By this standard, Eddie Kramer must be regarded as a Rock Icon. In the course of a production and engineering career that has spanned nearly fifty years, Kramer has been behind the boards for the biggest names in music - The Rolling Stones, Traffic, Peter Frampton, Carly Simon, Joe Cocker, Johnny Winter, David Bowie, The Beatles and Bad Company, just to name a few. Still, he is perhaps best known for three long-term associations in which he not only helped create some of the most important music of the rock era, but also set standards for rock production that set him aside as a true innovator. His work with Jimi Hendrix, Led Zeppelin and Kiss continues to influence rock musicians and producers today.
After moving to London from South Africa, Eddie began his recording career working at three of the most legendary studios in rock, Pye Studios, Regent Sound and Olympic Studios, where he recorded Jimi Hendrix, The Rolling Stones, The Beatles, Traffic and a myriad of other major recording stars.

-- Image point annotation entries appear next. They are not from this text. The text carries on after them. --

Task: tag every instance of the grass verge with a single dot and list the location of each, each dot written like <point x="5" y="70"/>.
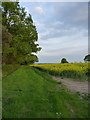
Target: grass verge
<point x="30" y="93"/>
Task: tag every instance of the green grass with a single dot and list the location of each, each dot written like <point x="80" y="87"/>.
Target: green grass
<point x="30" y="93"/>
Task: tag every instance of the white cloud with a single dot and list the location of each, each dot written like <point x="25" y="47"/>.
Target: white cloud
<point x="39" y="10"/>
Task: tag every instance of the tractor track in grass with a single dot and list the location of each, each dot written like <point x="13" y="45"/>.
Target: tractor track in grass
<point x="72" y="85"/>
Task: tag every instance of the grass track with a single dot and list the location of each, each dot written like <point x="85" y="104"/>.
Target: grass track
<point x="30" y="93"/>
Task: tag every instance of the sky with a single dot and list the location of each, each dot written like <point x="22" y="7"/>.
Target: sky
<point x="62" y="29"/>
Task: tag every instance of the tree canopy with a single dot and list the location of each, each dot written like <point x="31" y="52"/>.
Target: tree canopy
<point x="19" y="35"/>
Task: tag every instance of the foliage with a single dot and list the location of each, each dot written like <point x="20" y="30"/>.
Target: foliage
<point x="21" y="46"/>
<point x="87" y="58"/>
<point x="8" y="69"/>
<point x="30" y="93"/>
<point x="64" y="60"/>
<point x="70" y="70"/>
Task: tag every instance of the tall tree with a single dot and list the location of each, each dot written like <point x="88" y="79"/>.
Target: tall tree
<point x="23" y="31"/>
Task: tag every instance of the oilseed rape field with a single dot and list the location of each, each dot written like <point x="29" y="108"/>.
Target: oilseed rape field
<point x="70" y="70"/>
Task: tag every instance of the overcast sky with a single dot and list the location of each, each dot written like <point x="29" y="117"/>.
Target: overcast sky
<point x="62" y="29"/>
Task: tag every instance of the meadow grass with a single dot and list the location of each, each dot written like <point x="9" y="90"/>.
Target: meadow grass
<point x="30" y="93"/>
<point x="79" y="71"/>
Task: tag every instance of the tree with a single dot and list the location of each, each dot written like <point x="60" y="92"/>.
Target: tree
<point x="23" y="32"/>
<point x="87" y="58"/>
<point x="64" y="60"/>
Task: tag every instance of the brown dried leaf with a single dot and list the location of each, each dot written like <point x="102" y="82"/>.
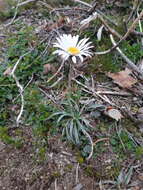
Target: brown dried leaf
<point x="114" y="114"/>
<point x="49" y="68"/>
<point x="123" y="78"/>
<point x="7" y="71"/>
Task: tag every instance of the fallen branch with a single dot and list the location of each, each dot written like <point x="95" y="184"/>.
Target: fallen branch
<point x="129" y="62"/>
<point x="25" y="2"/>
<point x="61" y="66"/>
<point x="132" y="27"/>
<point x="19" y="86"/>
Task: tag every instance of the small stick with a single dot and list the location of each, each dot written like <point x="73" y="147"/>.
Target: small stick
<point x="114" y="93"/>
<point x="129" y="62"/>
<point x="89" y="137"/>
<point x="61" y="66"/>
<point x="19" y="86"/>
<point x="77" y="168"/>
<point x="100" y="140"/>
<point x="124" y="37"/>
<point x="93" y="92"/>
<point x="111" y="30"/>
<point x="16" y="10"/>
<point x="26" y="2"/>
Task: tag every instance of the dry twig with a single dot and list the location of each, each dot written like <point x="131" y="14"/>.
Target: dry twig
<point x="19" y="86"/>
<point x="129" y="62"/>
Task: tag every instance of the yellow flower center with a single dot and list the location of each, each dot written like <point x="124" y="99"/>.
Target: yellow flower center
<point x="73" y="50"/>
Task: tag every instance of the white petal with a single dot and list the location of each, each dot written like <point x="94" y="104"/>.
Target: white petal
<point x="81" y="57"/>
<point x="82" y="42"/>
<point x="74" y="59"/>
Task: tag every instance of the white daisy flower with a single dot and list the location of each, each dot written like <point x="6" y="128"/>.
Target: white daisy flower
<point x="71" y="46"/>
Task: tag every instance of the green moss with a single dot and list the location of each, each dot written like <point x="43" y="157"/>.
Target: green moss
<point x="6" y="138"/>
<point x="139" y="152"/>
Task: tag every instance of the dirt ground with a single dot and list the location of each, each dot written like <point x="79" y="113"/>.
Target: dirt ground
<point x="55" y="164"/>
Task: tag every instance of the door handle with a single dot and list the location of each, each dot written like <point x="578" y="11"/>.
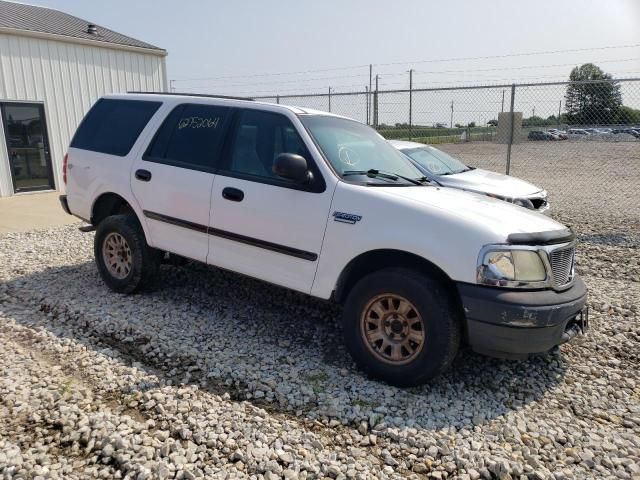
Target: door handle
<point x="232" y="194"/>
<point x="144" y="175"/>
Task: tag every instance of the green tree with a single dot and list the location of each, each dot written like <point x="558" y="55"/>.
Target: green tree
<point x="594" y="102"/>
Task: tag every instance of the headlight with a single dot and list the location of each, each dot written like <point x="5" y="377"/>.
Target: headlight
<point x="511" y="267"/>
<point x="523" y="202"/>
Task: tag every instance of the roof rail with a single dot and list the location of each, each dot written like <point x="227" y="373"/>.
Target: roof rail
<point x="194" y="95"/>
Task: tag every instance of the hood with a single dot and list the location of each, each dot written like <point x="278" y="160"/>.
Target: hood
<point x="484" y="181"/>
<point x="486" y="213"/>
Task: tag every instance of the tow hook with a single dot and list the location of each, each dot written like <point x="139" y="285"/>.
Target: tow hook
<point x="579" y="325"/>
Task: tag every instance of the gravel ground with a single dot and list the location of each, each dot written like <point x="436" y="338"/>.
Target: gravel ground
<point x="220" y="376"/>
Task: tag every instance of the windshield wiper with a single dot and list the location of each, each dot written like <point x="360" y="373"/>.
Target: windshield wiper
<point x="373" y="172"/>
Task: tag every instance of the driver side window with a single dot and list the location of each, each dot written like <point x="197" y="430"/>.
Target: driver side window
<point x="258" y="139"/>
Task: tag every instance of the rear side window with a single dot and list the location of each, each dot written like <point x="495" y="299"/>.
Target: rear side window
<point x="191" y="136"/>
<point x="113" y="126"/>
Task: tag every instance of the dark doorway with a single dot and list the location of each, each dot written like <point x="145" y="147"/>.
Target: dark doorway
<point x="25" y="131"/>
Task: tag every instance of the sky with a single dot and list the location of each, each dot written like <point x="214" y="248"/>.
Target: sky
<point x="254" y="47"/>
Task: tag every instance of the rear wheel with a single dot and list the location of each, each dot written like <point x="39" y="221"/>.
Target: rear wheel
<point x="401" y="326"/>
<point x="125" y="261"/>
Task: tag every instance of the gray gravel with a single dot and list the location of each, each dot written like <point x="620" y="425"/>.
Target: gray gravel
<point x="219" y="376"/>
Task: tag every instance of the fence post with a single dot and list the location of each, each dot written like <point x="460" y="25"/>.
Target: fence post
<point x="513" y="94"/>
<point x="369" y="96"/>
<point x="366" y="101"/>
<point x="410" y="104"/>
<point x="375" y="105"/>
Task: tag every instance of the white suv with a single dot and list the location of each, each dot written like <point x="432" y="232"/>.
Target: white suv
<point x="324" y="205"/>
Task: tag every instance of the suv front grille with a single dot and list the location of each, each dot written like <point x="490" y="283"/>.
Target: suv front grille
<point x="562" y="261"/>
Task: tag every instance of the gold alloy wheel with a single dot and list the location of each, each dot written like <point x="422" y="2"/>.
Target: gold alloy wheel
<point x="117" y="255"/>
<point x="392" y="329"/>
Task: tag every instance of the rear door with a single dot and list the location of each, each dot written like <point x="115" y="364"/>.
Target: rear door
<point x="172" y="181"/>
<point x="262" y="225"/>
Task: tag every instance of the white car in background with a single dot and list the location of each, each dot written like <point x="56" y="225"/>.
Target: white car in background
<point x="448" y="171"/>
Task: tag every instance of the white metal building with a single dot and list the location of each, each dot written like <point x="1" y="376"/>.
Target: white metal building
<point x="53" y="67"/>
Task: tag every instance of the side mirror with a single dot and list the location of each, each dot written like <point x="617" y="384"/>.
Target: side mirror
<point x="292" y="167"/>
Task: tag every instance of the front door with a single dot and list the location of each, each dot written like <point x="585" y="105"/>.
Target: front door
<point x="25" y="132"/>
<point x="262" y="225"/>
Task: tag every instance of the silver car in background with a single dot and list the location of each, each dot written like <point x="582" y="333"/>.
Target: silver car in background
<point x="448" y="171"/>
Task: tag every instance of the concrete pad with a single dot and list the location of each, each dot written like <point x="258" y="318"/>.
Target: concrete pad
<point x="33" y="211"/>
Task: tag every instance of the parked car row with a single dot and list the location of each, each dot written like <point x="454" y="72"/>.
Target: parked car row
<point x="548" y="135"/>
<point x="557" y="134"/>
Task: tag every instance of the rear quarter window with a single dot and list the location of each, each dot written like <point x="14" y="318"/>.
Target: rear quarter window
<point x="112" y="126"/>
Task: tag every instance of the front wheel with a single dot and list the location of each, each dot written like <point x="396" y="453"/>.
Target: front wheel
<point x="125" y="262"/>
<point x="401" y="326"/>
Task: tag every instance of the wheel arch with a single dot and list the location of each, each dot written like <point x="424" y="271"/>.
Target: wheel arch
<point x="376" y="260"/>
<point x="110" y="203"/>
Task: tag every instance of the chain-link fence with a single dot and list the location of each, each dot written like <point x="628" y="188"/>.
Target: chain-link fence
<point x="578" y="140"/>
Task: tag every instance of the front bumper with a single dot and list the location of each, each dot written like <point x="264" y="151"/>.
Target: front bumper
<point x="516" y="324"/>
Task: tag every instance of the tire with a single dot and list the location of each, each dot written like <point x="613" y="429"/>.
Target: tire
<point x="427" y="326"/>
<point x="123" y="235"/>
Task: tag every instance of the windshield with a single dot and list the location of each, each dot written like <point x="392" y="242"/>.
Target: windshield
<point x="436" y="161"/>
<point x="355" y="150"/>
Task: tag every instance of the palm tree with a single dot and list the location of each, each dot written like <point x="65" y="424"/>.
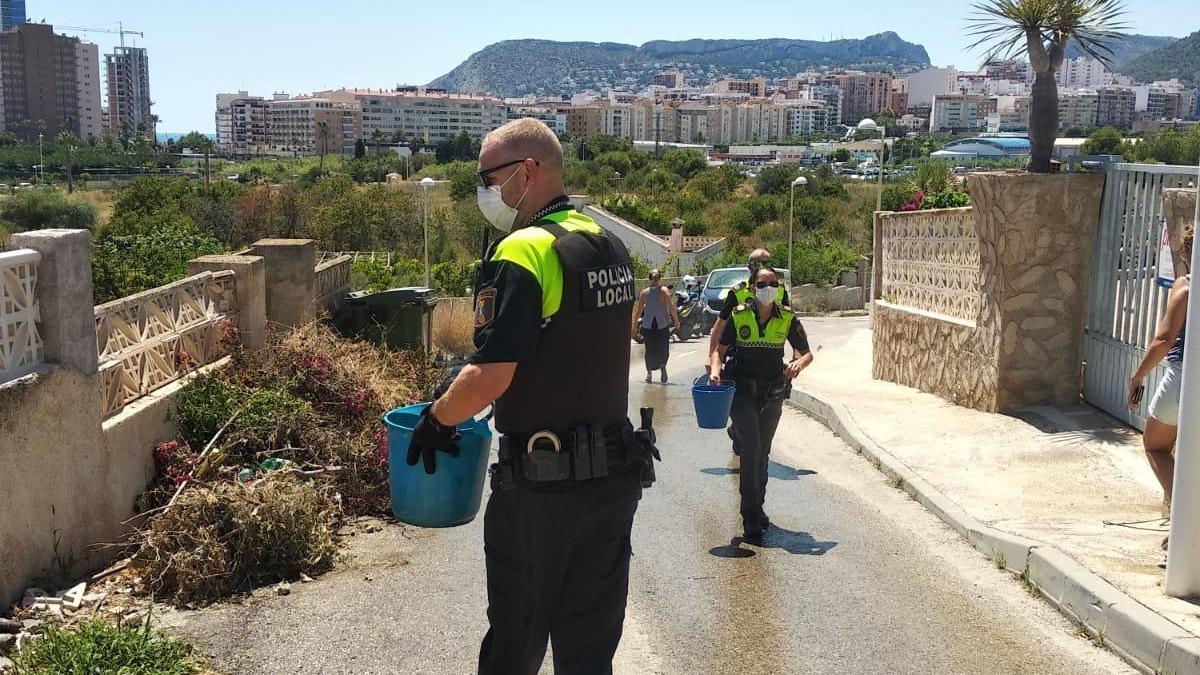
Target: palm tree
<point x="323" y="144"/>
<point x="1042" y="30"/>
<point x="69" y="143"/>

In 1968 Kramer came to work at the Record Plant in NYC, engineering Hendrix’s “Electric Ladyland” LP, and also worked with The Vanilla Fudge, Joe Cocker and NRBQ. In 1969 Kramer went independent, producing Johnny Winter’s first LP and engineering “Led Zeppelin II,” acknowledged by fans and critics alike as perhaps that bands most influential work. In 1969 Jimi Hendrix hired Eddie and architect John Storyk to build a state of the art studio. After 13 months Electric Lady Studios was complete, and Kramer served as its Director of Engineering from 1970 -1974. Electric Lady became one of the world’s most popular recording studios and still rocks the world today with its great sounds.
In 1973, two unknown musicians (Gene Simmons and Paul Stanley) who asked if he would be interested in producing their new group’s demo tape. He accepted, touching off a relationship with theatrical heavy metal’s Kiss that would last throughout the ’70s — resulting in such hard rock classics as their breakthrough Alive, plus Rock and Roll Over, Love Gun, Alive II, Double Platinum.
Kramer spent the 1980s and 1990s producing many more heavy metal acts and returning to work with Kiss as well as with the Jimi Hendrix Estate in addition to co-authoring two Hendrix-related books Hendrix: Setting the Record Straight and Jimi Hendrix Sessions.
In 1999 he won a Grammy Award for his audio production of the video for the Jimi Hendrix live album Band of Gypsys. Since then he has won several more Grammys and an Emmy for his exemplary work.
In 2002 he formed a new company called Kramer Archives, Inc., featuring his original photographs of some of the artists he worked with between 1967-1972, including Hendrix, the Stones, Zeppelin, Santana, Traffic, Johnny Winter, Joe Cocker, and Frank Zappa.
His unique access and life long friendships with Rock’s luminaries have given him access to a world others rarely see. Eddie’s photographs have been exhibited in some of the world’s most prestigious galleries and museums and have become prized possession of international collectors.